Fitting Together Life's JigSaw Puzzle with Father Cutie'
About forty years ago the church that taught me Jesus loves me no longer had a place for me. It wasn't just me. Almost 1/4 of the membership, including Pastors and Seminary Professors were in the exodus.
I was entering Seminary. I had expected to sit at the feet of my church's revered and scholarly teachers. Instead I was at the feet of men and women from different churches -- both other Lutheran churches and other sects -- including a couple of non-Christian sects!
While it was something of a shock to this sheltered, immature believer, for the first time in my life I heard what others believed about God instead of what was wrong with what they believed. WOW! There was such freedom for my faith!
And yet there has always been this place of my heart that grieves the loss of "mother church." There remain missing pieces of the puzzle about who was right and wrong, who decides who can stay or has to go, and who has the better understanding of what God has revealed. I find that these missing pieces affect how I have pastored, how I have related to people of opposing views.
The book "Dilemma," by Father Albert Cutie' has helped me find some of these puzzle pieces. Cutie' writes of his journey to Roman Catholic priesthood, through his priesthood, and journey out of the Roman Catholic church. Reading his experience has allowed me to walk back through my own. From time to time he absolutely nails pieces of my puzzle that help me understand what was happening in my journey, especially about the difference between faith in God and faithfulness or faithlessness in a church.
Here is the latest jig-saw puzzle piece he has given me:
Was I suffering a crisis of faith? No -- my faith in God was growing stronger every day. It was a crisis of ideology [editor's emphasis] and a profound change of mind and heart. I never expected that I would mentally, psychologically, and spiritually evolve and change my mind the way I did, but I finally came to realize that I no longer held many of the positions that appeared to be so dear to my institution in which I chose to serve God. pgs 225-226 Dilemma by Father Albert Cutie' copyright 2011, Penguin Books Limited
This little paragraph is an "OH DUH!" moment for me. Both the church and I too often confuse faith IN God with ideology (doctrine) of the church ABOUT God. My childhood church and I split over ideology, not faith.

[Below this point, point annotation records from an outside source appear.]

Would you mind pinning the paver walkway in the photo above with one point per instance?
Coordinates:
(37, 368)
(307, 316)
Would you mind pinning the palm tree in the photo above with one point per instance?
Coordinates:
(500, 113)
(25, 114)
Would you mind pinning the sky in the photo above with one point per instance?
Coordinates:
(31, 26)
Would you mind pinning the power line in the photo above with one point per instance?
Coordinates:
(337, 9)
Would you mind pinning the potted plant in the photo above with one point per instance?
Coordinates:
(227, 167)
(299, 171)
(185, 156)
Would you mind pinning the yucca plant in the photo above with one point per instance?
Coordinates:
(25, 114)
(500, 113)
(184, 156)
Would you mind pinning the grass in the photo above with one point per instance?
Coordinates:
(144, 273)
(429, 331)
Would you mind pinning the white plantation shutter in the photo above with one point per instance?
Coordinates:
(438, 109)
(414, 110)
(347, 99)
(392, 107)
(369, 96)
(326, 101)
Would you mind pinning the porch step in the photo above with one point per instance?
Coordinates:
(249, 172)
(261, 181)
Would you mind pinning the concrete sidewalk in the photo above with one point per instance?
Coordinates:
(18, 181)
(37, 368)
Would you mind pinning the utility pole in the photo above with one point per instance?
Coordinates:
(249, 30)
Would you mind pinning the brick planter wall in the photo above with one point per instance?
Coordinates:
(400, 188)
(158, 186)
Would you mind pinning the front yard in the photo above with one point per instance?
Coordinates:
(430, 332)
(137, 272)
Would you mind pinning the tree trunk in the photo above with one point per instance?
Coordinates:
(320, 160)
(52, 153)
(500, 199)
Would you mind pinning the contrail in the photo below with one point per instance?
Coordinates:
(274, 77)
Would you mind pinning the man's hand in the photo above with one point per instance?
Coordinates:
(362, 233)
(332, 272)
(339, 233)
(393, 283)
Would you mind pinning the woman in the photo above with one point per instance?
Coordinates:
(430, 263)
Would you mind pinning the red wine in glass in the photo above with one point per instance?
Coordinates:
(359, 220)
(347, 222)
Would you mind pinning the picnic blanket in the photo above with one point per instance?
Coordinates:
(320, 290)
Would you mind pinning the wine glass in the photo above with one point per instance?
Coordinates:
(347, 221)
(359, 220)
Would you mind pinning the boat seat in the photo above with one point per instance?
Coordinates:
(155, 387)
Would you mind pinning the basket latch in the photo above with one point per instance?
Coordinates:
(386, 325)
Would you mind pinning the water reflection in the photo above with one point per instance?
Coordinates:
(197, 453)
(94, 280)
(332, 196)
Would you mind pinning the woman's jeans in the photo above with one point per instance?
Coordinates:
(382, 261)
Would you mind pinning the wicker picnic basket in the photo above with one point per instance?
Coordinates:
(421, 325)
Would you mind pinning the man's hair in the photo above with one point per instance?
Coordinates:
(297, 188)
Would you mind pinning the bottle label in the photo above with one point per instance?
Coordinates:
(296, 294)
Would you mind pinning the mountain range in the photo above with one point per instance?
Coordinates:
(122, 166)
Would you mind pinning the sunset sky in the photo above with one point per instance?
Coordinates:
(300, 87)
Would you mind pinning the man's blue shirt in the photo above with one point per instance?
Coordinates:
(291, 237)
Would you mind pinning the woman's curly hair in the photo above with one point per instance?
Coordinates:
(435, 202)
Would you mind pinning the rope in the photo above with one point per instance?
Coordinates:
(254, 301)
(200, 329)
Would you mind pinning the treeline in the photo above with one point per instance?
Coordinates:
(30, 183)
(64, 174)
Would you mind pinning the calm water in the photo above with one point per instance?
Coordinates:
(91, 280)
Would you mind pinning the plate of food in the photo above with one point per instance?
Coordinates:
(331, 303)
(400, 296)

This realization helps me understand the struggle in my current Church over ordaining gay and lesbian partnered people. I think we have blurred the line between faithfulness to God and faithfulness to ideology. I have done this -- in my lack of understanding of those boundaries I've shut out and been shut out by those of opposing ideology when there could still be a meeting at the center of faith.
Could it be that the healing power of God's presence might allow those of us damaged in this latest ideology battle to restore relationship, even while being faithful to opposing ideologies? What hope there is in this possibility!
How faithful and loving God is to put the leadership of God's church in the hands of the likes of us!